Why Follow A Daily Workout Routine For Women? It’s not always easy to get yourself to the gym. Whether it’s for logistical reasons, motivational reasons or confidence issues, the gym may not be the best place for you to do your workout. Luckily, there are now hundreds of routines you can do at home to help you achieve the same results as if you paid for your monthly gym membership. And the best part is it’s absolutely free.

Workout Routines For Women At Home


For many people, the hardest part of keeping up with a fitness regime is actually leaving the house. If it’s taking a lot of effort to motivate yourself to start working out already, then you don’t want that extra barrier of going to the gym. Exercising in the comfort of your own home is usually preferable. It’s more convenient, and it’s much easier to spend 15 minutes every day working through a routine at home rather than spending 15 minutes exercising, plus travel time, plus time spent getting yourself ready for the gym.


Not everyone has a gym near their house. Time spent travelling to and from the gym could end up being longer than the time spent doing the exercises, and if you already have a busy schedule (work, school, kids etc.), you’re not leaving yourself much time for other things.

It’s no secret that gym memberships don’t usually come cheaply. This could be another problem if you’re running on a tighter budget. Doing your routine at home can potentially save you thousands every year.


A lot of women don’t like the gym simply because they’re self conscious. When working out at home, you won’t need to worry about how you look or how you’re performing because you’re doing it privately behind closed doors.
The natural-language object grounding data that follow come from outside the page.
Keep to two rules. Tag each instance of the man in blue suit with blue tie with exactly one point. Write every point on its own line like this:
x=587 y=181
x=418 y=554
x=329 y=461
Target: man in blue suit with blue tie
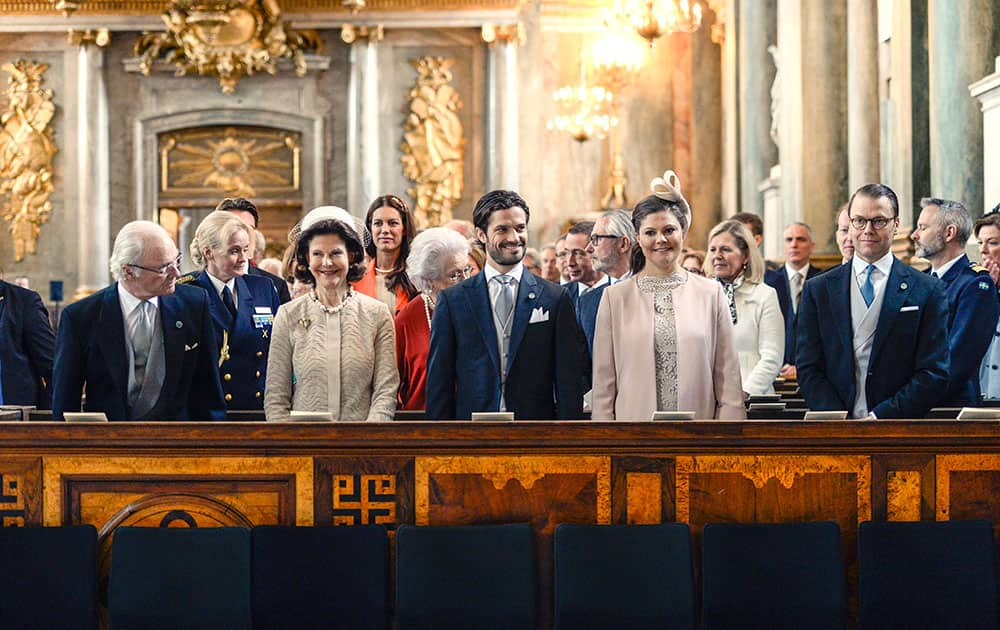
x=26 y=346
x=504 y=340
x=942 y=231
x=144 y=347
x=873 y=333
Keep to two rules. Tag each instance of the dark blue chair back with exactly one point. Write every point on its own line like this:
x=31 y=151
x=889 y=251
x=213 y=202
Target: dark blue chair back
x=179 y=578
x=51 y=577
x=927 y=575
x=320 y=577
x=623 y=576
x=780 y=575
x=465 y=577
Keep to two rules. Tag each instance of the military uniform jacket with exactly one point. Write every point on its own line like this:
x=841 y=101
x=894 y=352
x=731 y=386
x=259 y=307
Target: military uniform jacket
x=242 y=344
x=972 y=320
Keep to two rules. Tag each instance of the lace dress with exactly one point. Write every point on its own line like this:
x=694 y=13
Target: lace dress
x=664 y=336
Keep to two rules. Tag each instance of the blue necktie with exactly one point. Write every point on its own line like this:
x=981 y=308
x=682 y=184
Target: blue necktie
x=868 y=288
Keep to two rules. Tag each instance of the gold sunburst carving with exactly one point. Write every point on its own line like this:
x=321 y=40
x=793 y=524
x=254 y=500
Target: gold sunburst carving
x=237 y=161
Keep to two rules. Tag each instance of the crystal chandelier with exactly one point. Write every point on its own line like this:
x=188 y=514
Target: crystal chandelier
x=655 y=18
x=583 y=111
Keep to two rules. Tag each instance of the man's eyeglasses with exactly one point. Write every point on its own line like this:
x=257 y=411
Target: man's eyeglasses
x=460 y=275
x=160 y=271
x=595 y=239
x=879 y=223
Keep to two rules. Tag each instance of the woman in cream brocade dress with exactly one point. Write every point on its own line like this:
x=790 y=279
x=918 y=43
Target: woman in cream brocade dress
x=332 y=349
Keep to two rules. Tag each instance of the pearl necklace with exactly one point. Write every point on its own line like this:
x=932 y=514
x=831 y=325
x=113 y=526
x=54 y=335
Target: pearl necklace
x=428 y=305
x=330 y=310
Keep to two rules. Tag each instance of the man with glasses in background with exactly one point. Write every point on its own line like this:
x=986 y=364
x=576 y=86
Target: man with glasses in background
x=143 y=347
x=873 y=334
x=610 y=246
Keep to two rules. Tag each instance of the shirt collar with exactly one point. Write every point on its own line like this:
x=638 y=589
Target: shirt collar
x=791 y=271
x=514 y=273
x=129 y=302
x=883 y=264
x=219 y=284
x=943 y=269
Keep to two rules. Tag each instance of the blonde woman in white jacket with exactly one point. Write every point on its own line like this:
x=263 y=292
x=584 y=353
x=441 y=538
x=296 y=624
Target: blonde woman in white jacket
x=735 y=261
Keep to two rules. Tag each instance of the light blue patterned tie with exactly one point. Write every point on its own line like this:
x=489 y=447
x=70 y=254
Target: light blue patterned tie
x=868 y=288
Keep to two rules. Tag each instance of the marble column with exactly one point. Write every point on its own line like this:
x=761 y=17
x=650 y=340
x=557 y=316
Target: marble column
x=905 y=148
x=364 y=181
x=757 y=29
x=93 y=179
x=862 y=93
x=963 y=40
x=812 y=56
x=730 y=112
x=503 y=111
x=987 y=91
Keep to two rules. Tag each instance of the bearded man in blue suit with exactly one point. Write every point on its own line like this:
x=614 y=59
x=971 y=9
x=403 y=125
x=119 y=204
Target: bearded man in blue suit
x=873 y=333
x=505 y=339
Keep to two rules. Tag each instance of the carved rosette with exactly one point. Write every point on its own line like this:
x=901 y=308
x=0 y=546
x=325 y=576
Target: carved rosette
x=27 y=146
x=228 y=39
x=434 y=142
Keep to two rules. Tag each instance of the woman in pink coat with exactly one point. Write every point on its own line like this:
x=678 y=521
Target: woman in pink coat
x=664 y=338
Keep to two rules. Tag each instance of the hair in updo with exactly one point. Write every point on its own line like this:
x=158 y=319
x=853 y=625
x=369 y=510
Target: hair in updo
x=670 y=202
x=355 y=253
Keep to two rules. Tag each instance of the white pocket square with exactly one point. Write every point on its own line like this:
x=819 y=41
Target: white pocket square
x=539 y=315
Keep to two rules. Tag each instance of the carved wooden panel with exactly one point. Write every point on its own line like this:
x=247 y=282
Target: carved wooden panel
x=541 y=490
x=20 y=491
x=121 y=490
x=642 y=490
x=364 y=491
x=903 y=487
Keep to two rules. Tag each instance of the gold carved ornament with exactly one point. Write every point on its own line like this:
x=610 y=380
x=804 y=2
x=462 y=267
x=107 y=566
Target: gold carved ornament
x=27 y=147
x=227 y=38
x=434 y=142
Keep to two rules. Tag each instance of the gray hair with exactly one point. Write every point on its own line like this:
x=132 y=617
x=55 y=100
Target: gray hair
x=620 y=224
x=951 y=213
x=213 y=233
x=428 y=251
x=129 y=245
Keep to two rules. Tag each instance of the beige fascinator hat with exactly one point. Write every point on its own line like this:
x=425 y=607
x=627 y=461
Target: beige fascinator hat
x=668 y=188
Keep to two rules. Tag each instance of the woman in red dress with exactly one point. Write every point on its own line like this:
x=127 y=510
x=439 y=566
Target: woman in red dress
x=439 y=258
x=392 y=228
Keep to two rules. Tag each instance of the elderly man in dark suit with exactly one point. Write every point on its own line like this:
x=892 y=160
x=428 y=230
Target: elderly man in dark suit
x=788 y=281
x=143 y=347
x=26 y=347
x=873 y=334
x=504 y=340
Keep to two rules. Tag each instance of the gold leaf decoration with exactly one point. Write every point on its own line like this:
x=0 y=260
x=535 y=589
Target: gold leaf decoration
x=27 y=147
x=229 y=39
x=434 y=142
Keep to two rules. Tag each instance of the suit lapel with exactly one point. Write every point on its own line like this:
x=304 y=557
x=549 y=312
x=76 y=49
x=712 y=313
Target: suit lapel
x=897 y=288
x=244 y=304
x=478 y=296
x=841 y=308
x=173 y=341
x=527 y=295
x=220 y=314
x=111 y=339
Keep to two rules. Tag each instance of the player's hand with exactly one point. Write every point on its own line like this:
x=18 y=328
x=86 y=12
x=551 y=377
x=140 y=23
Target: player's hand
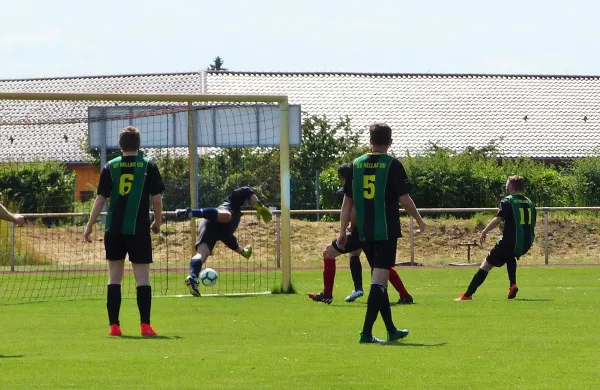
x=482 y=237
x=422 y=226
x=247 y=252
x=264 y=213
x=342 y=240
x=19 y=220
x=86 y=233
x=183 y=213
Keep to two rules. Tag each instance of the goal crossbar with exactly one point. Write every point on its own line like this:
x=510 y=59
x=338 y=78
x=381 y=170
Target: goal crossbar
x=285 y=175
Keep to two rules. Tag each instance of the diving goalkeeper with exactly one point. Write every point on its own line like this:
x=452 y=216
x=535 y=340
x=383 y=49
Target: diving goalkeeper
x=220 y=224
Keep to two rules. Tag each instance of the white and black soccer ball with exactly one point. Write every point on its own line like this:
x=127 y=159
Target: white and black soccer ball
x=209 y=277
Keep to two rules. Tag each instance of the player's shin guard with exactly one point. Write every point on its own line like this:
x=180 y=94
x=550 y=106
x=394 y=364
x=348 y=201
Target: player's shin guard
x=210 y=213
x=356 y=271
x=113 y=303
x=386 y=313
x=328 y=276
x=195 y=266
x=376 y=295
x=144 y=300
x=477 y=281
x=397 y=283
x=511 y=269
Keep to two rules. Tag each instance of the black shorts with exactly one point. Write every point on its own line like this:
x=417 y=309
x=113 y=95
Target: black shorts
x=381 y=254
x=501 y=254
x=352 y=244
x=210 y=232
x=138 y=247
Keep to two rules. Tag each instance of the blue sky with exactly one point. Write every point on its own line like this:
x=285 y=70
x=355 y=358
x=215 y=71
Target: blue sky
x=71 y=38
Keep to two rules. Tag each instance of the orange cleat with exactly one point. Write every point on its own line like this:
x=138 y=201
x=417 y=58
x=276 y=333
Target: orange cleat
x=147 y=330
x=512 y=291
x=115 y=330
x=463 y=297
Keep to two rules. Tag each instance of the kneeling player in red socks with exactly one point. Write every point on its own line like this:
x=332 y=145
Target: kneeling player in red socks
x=332 y=251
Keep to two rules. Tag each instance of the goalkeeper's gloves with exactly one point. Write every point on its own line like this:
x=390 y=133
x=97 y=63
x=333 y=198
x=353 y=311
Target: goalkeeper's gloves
x=247 y=252
x=183 y=213
x=263 y=212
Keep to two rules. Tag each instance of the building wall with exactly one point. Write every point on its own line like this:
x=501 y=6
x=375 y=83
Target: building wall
x=86 y=181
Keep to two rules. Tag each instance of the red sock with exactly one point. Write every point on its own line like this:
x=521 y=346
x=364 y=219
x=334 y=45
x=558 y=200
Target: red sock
x=397 y=282
x=328 y=276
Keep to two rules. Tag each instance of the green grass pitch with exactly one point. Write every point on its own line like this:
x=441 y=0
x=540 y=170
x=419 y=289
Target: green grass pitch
x=548 y=337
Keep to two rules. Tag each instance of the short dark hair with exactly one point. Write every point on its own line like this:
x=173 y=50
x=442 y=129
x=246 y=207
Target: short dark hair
x=345 y=170
x=517 y=182
x=129 y=139
x=381 y=134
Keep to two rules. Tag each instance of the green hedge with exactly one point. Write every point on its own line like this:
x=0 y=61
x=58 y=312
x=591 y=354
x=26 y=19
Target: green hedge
x=38 y=187
x=443 y=178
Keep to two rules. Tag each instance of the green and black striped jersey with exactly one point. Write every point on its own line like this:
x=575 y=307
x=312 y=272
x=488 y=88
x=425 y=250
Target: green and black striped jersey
x=128 y=182
x=519 y=216
x=377 y=182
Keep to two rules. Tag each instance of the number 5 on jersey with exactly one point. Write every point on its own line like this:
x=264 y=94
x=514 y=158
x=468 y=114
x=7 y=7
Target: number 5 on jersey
x=369 y=186
x=125 y=183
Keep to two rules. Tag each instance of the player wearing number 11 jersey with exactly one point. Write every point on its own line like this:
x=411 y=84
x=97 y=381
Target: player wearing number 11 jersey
x=518 y=214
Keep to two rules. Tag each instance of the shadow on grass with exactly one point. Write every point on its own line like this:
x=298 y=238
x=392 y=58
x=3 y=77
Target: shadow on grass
x=402 y=304
x=404 y=344
x=149 y=338
x=533 y=300
x=11 y=356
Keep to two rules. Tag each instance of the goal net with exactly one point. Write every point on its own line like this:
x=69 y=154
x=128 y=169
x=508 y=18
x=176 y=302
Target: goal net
x=53 y=147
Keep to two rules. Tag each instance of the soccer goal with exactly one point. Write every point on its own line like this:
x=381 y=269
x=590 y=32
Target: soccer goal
x=204 y=147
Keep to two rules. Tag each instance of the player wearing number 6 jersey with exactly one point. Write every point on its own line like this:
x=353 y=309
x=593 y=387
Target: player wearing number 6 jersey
x=129 y=181
x=377 y=183
x=518 y=214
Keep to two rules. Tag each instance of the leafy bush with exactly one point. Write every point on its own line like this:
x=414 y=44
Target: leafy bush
x=586 y=181
x=39 y=187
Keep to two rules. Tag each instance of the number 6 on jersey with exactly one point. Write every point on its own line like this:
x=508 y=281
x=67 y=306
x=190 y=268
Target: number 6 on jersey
x=125 y=183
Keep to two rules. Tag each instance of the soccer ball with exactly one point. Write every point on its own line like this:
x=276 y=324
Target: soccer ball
x=209 y=277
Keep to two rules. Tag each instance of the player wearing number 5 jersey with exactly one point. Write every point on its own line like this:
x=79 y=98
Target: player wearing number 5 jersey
x=129 y=182
x=378 y=182
x=519 y=215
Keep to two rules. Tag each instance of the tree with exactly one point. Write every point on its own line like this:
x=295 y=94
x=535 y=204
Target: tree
x=324 y=145
x=217 y=65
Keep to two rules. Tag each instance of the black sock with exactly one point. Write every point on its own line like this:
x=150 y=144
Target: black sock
x=511 y=268
x=356 y=271
x=113 y=303
x=373 y=306
x=386 y=312
x=144 y=298
x=210 y=213
x=477 y=280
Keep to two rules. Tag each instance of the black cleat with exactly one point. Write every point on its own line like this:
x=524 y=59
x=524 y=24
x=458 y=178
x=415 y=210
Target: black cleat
x=320 y=297
x=407 y=300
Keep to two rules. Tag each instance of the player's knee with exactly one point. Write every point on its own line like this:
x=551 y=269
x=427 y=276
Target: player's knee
x=224 y=216
x=330 y=252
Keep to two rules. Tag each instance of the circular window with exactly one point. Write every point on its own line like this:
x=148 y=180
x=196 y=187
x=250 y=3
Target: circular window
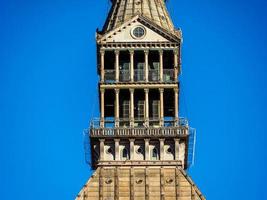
x=138 y=32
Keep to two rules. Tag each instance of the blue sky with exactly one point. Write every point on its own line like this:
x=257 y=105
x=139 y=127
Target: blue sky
x=48 y=94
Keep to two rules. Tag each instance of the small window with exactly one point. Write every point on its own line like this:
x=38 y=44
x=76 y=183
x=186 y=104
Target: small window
x=154 y=154
x=124 y=154
x=138 y=32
Confidence is a big issue, and can easily destroy your motivation for exercising. Even if you have every intention of joining the health center later on, it still might be nice to start from home, familiarise yourself with the routines, build up your confidence, and then fork out for the membership.

Which Women’s Workout Routine Is Right For Me?

The queen of women’s exercises is undoubtedly yoga. Not only does it help tone up your muscles all over your body, but it’ll also help you burn off as much as 450 calories a session. By working on your balance, range of motion and ability to lift yourself, you’re able to hit nearly any kind of goal you’re aiming for. We’ll quickly run you through a 15 minute routine you can do every day to help reap the benefits of yoga.

The Workout

10 Repetitions Of Backbend

Starting in a comfortable standing position, slowly stretch your hand behind your back and start arching your upper back. Make sure you inhale as you bend, and exhale when you get out of the bend.

10 Repetitions Of Forward Bend

Still in the same standing position as the backbend, keep your knees relatively straight, inhale then start bending forwards with your arms outstretched behind you. As you bend forwards, slowly exhale. Both these bends work on your flexibility, and help you to ease into the more intensive exercises.

10 Repetitions Of “The Chair”

Starting from a standing position, slowly bend your knees whilst keeping your lower back straight. Lift your arms up so they’re in line with your body as you squat lower. Aim for your upper legs to be parallel with the floor. Once you’re at the lowest point, inhale and start reversing it so you’re back at the starting point.

10 Repetitions Of The Cobra To Downward Facing Dog

These two positions compliment each other, and executing both will count as one repetition. Start off lying on your front on the floor with your toes pointed away from the body. Slowly lift the top half of your body up whilst still keeping your legs on the floor so that your back is arched. Once your arms are straight, exhale and return your torso back down towards the floor.

As your chest reaches the floor, unpoint your feet and work your way up to form an upside down V. Keeping your legs straight and your back straight, lift your hips up to the sky with your arms parallel with your torso.

Return back down to the starting position for the cobra and you will have done one repetition.

Picking the right routine to follow, among many available workout routines for women at home, can be a daunting task. Pick the wrong one and you’ll find yourself working on the wrong areas of your body, or achieving the wrong goals. Picking the right one depends largely on what you want to get out of the workout. Whilst two routines might seem similar on paper, one could be designed for weight loss, and the other one could be designed to focus on enhancing bulking and muscle building.